Navy coach Paul Johnson knows his scheme can be confusing to opposing defenses because of its rarity. So few teams run a conventional option in modern football that it can be very tough for teams to prepare for it in only one week of practice. Johnson hopes this can make up for other areas where his Midshipmen may be lacking.
“Our philosophy has always been if you can get better at stopping something in a week than we can in 26 weeks of running it, you were going to beat us anyways,” he said. “That’s what we do. We’re going to do it, and we will try and hit you with play-action if you put a lot of guys up there.”
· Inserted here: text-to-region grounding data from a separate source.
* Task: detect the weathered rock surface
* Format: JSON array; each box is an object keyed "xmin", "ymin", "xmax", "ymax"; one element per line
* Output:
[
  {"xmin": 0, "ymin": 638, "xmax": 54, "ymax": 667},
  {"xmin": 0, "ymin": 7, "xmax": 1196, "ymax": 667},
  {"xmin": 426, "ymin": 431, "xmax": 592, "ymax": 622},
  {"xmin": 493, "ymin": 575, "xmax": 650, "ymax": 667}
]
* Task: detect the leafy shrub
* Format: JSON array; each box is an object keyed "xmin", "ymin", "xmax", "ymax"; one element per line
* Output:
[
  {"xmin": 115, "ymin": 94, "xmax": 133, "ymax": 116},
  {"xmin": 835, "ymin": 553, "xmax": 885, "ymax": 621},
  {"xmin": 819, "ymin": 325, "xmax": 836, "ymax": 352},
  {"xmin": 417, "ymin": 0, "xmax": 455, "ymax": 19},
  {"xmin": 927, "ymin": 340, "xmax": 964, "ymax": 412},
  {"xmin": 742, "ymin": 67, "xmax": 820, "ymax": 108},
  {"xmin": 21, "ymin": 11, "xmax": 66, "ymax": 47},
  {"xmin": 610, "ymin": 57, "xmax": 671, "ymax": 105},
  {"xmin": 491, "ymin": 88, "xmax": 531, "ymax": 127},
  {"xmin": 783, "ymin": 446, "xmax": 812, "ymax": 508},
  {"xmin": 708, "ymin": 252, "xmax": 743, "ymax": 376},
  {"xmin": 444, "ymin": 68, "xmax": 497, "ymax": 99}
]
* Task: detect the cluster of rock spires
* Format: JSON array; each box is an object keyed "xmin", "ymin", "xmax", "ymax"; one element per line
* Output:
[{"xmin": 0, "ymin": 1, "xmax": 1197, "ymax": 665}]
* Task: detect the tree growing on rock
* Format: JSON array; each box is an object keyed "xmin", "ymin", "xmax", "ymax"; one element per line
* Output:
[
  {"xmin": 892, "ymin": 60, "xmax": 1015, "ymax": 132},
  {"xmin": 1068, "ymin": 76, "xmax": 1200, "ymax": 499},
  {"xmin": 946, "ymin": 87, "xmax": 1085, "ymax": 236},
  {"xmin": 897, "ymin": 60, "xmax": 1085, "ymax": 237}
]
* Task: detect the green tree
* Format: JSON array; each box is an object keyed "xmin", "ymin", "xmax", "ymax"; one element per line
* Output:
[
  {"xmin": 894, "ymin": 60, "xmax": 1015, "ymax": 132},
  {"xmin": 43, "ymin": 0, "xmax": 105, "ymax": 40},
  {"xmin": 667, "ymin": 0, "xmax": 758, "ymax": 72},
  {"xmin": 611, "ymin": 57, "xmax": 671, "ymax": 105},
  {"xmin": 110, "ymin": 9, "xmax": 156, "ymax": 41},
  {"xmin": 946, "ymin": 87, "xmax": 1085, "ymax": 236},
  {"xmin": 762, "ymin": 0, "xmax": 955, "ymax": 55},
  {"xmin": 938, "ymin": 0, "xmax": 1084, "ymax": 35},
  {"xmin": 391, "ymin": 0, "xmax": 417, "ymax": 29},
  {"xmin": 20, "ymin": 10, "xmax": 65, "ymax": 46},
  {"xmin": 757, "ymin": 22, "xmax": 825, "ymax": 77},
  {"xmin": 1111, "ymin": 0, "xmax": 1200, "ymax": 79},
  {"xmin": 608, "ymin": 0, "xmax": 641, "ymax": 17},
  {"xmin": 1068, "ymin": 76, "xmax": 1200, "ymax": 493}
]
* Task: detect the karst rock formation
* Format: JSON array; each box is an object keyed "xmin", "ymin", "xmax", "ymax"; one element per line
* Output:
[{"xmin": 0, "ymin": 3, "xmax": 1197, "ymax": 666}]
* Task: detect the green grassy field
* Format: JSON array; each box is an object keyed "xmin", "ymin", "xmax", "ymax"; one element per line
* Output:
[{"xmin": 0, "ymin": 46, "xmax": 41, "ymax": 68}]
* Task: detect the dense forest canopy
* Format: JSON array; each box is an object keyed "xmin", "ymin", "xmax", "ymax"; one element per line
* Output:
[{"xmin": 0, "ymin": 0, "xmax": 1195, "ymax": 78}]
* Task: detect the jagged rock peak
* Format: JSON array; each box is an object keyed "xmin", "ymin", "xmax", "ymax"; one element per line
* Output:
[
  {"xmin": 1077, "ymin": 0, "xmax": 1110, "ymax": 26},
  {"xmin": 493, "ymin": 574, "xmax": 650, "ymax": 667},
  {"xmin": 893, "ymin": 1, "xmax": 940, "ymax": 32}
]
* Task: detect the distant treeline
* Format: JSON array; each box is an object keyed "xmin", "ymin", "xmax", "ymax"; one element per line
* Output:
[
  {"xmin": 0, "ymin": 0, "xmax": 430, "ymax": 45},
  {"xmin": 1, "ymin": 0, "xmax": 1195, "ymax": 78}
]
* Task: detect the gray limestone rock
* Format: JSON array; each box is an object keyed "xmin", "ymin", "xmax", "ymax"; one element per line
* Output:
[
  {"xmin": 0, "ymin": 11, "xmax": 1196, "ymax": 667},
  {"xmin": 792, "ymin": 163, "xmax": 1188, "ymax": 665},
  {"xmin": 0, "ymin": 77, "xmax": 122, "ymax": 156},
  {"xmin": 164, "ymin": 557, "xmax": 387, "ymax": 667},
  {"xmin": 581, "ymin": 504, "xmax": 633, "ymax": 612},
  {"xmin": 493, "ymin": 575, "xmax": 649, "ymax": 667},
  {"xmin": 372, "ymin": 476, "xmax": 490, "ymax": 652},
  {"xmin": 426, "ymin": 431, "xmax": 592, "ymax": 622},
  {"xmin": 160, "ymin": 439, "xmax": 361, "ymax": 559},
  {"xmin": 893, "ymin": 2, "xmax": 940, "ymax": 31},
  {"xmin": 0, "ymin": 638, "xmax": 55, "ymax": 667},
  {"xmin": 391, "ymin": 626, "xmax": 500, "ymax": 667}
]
This year, the Midshipmen are running their vaunted triple option to perfection, leading the nation in rushing with 309 yards per game. They have two players, running back Kyle Eckel and quarterback Craig Candeto, who each average over 85 yards of rushing a game. The senior Candeto has nearly three times as many rushing touchdowns (11) as the entire Irish team (4).
“I think Craig’s experienced, he’s tough, he’s mentally tough and he’s physically tough,” Johnson said. “He’s a good leader on the field. I think it’s like anything else, if you rep something a million times hopefully you get good at it.”
Another thing that could make things difficult for Notre Dame this week against Navy is the injury bug that has hit them all of a sudden. When preparing for a scheme like Navy’s triple option – where so much relies on defenders being disciplined and holding their assignments – having to use young and inexperienced players can prove extremely costly.
“You have to break it down and give [the young guys] tip sheets,” Irish secondary coach Trent Walters said. “You have to talk to them, you have to write things down for them, you have to give them every avenue. Then you have to get reps in practice.
“The biggest thing is discipline, and that’s what we’re trying to get now.”
The Irish will have to rely on players like freshman defensive end Victor Abiamiri and junior safety Lionel Bolen to replace experienced starters Kyle Budinscak and Glenn Earl, who were injured over the past three weeks.
The Irish will have to count on their senior players still in the lineup – such as defensive lineman Darrell Campbell and linebackers Courtney Watson and Derek Curry – that have seen the option a few times before and understand the discipline necessary to stop it.
“You’ve got a couple of guys that have been in this before linebacker-wise and with some linemen,” Baer said. “So you count on those guys to step up and hopefully get us lined up. That’s one of my concerns and one of the biggest factors.”